18 For Christ died for sins once for all, the righteous for the unrighteous, to bring you to God.

This sentence includes the entire proclamation of the gospel. First, we are told that Christ died for sins. Christ did not die as a martyr who was ripped off and taken advantage of by “the system”. He had a purpose in dying. He died deliberately as a payment for our sin. We call this the “substitutionary atonement”. Jesus took our place and paid the penalty that belonged to us.

Second, notice that the payment was once and for all. In the Jewish system of sacrifice the people were familiar with the idea of a substitutionary sacrifice. The priests would offer sacrifices daily that served to pay for the sins of people. The thing is, you would spend the day offering sacrifices and you knew that the next day you would have to go back to work and do it all again because the cleansing was temporary and sin is a daily problem. It was kind of like a person who had the job of cleaning an office building with the knowledge that the next day it was going to need cleaning again.

What made the sacrifice of Jesus different is that it was final and complete. Once His sacrifice was offered, there were no other sacrifices necessary. Listen to what the writer to the Hebrews wrote about the sacrifice of Christ,

With his own blood—not the blood of goats and calves—he entered the Most Holy Place once for all time and secured our redemption forever.

13 Under the old system, the blood of goats and bulls and the ashes of a young cow could cleanse people’s bodies from ceremonial impurity. 14 Just think how much more the blood of Christ will purify our consciences from sinful deeds so that we can worship the living God. For by the power of the eternal Spirit, Christ offered himself to God as a perfect sacrifice for our sins. (Hebrews 9:12-15 NLT)

Peter explains how this is possible: Jesus was “righteous”. In other words, he was sinless; He was right before God. The only sacrifice that could finally and fully pay for sin would be a sinless sacrifice that was of such value that it could be traded for millions of people. Jesus as the sinless Son of God was the only one qualified to be that sacrifice; to serve as our “substitute”.
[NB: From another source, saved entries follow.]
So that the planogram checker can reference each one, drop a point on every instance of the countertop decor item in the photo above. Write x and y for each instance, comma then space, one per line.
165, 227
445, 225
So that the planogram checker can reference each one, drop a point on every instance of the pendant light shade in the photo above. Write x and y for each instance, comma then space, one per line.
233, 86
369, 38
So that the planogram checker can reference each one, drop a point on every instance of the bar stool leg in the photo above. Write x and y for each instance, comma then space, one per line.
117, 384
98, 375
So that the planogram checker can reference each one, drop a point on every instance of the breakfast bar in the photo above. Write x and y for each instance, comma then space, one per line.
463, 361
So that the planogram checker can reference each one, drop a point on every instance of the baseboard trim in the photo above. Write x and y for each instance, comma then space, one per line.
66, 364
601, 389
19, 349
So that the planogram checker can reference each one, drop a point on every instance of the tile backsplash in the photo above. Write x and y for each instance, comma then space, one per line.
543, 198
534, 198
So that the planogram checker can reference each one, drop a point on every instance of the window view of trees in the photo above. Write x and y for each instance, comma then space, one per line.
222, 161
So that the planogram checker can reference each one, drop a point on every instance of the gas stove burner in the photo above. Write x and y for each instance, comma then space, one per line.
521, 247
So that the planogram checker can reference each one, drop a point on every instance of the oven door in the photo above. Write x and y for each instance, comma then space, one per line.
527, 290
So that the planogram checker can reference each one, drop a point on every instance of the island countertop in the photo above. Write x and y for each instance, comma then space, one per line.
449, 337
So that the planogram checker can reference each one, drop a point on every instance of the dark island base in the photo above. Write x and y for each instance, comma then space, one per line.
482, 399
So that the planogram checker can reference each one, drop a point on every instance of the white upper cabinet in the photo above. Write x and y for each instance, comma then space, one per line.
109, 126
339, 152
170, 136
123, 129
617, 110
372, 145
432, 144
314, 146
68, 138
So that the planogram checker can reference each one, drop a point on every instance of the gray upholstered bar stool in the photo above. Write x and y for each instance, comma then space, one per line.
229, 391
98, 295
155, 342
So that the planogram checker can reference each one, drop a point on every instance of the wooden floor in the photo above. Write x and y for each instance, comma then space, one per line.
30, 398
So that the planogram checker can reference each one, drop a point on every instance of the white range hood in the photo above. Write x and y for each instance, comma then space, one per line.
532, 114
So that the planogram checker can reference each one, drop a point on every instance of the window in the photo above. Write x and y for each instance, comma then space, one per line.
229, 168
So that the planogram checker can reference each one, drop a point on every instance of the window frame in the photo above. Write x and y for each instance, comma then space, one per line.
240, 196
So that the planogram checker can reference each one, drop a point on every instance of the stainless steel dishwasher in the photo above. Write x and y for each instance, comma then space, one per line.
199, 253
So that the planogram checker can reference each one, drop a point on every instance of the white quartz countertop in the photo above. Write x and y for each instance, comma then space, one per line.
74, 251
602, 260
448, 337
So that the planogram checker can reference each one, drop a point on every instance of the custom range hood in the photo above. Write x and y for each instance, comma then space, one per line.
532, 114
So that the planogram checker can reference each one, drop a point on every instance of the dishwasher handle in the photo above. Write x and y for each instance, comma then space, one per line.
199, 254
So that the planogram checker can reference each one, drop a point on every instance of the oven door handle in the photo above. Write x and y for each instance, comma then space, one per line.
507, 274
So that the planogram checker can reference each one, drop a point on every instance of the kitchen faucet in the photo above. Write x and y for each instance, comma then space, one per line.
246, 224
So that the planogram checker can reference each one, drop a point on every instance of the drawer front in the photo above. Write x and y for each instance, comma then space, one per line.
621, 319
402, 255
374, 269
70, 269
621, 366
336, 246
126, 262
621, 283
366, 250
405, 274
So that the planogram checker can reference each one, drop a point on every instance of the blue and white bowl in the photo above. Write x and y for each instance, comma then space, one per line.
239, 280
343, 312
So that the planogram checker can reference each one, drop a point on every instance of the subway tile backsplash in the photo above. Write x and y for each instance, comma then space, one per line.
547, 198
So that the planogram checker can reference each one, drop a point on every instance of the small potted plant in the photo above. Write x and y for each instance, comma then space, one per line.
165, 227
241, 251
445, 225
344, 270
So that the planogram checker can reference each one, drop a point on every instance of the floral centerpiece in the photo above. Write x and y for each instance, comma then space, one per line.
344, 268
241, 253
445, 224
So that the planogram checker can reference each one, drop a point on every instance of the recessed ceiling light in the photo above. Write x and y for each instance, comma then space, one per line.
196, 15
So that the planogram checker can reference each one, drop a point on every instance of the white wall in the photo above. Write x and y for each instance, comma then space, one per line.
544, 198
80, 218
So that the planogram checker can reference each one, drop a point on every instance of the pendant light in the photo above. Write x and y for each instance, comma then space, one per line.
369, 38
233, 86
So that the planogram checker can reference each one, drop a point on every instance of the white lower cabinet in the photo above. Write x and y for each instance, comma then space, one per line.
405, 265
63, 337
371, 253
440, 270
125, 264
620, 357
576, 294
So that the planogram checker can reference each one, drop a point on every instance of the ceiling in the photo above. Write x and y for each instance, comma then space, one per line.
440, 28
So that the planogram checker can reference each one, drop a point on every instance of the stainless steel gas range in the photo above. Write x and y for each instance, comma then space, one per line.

Some people are offended by all this talk. They call Christianity a “bloody” religion. They turn away from the blood and talk of sacrifice. They recoil at the notion that Jesus was sent by God to die for our sin. They say Christianity is too violent.

What they don’t understand is that we are supposed to feel a sense of revulsion. The sacrificial system reminded people of the true horror of sin. It showed them that sin was so horrible that death was the only payment.

We are often like a little child who wanders away from a campground or from a friend’s home in an unfamiliar place. The child is amused and distracted by all they are seeing. They don’t realize they are becoming lost and in danger. Suddenly, they realize they are hungry or they lose interest. They turn to go home and have no idea where they are. They are in grave danger and need someone to rescue them.

Just because we don’t see the danger doesn’t mean it doesn’t exist. Just because we are “enjoying life” does not mean that we are not wandering into spiritual peril. We are lost and don’t know it. We are so lost that we need someone (Jesus) to rescue us. The only way to do this is to give His life as a payment for our sin. Yes, it is bloody . . . that’s because it is serious!

Third, notice that the price has been paid IN FULL. Jesus didn’t simply make a down payment and now we are left to make the payments. In other words, Jesus doesn’t say, “O.K. now I’ve paid your debt. It’s your job to live a holy life. If you don’t do so, you will be kicked out of God’s family.”

Instead the Bible tells us that staggering news: We are made right with God and will remain “right with God” because of the sinless life, the sacrificial death, and the triumphant resurrection of Jesus. This doesn’t mean we can now do whatever we want! If we really have trusted Christ we will know that true life is found only in Him. We will try to live holy lives because it is the best way to live.

Think of it like this. We are no longer like students who do their homework because they know if they don’t do their homework they might flunk the class. We are like the students who do their homework because they love learning! They do not see homework as a task to meet but as an opportunity for growth! The gospel changes our entire approach to life. We are no longer afraid of failing . . . we become obsessed with the glory and love of God.

The Triumphant Announcement of Victory

That is the easy part of the text. The verses that follow are where things get confusing.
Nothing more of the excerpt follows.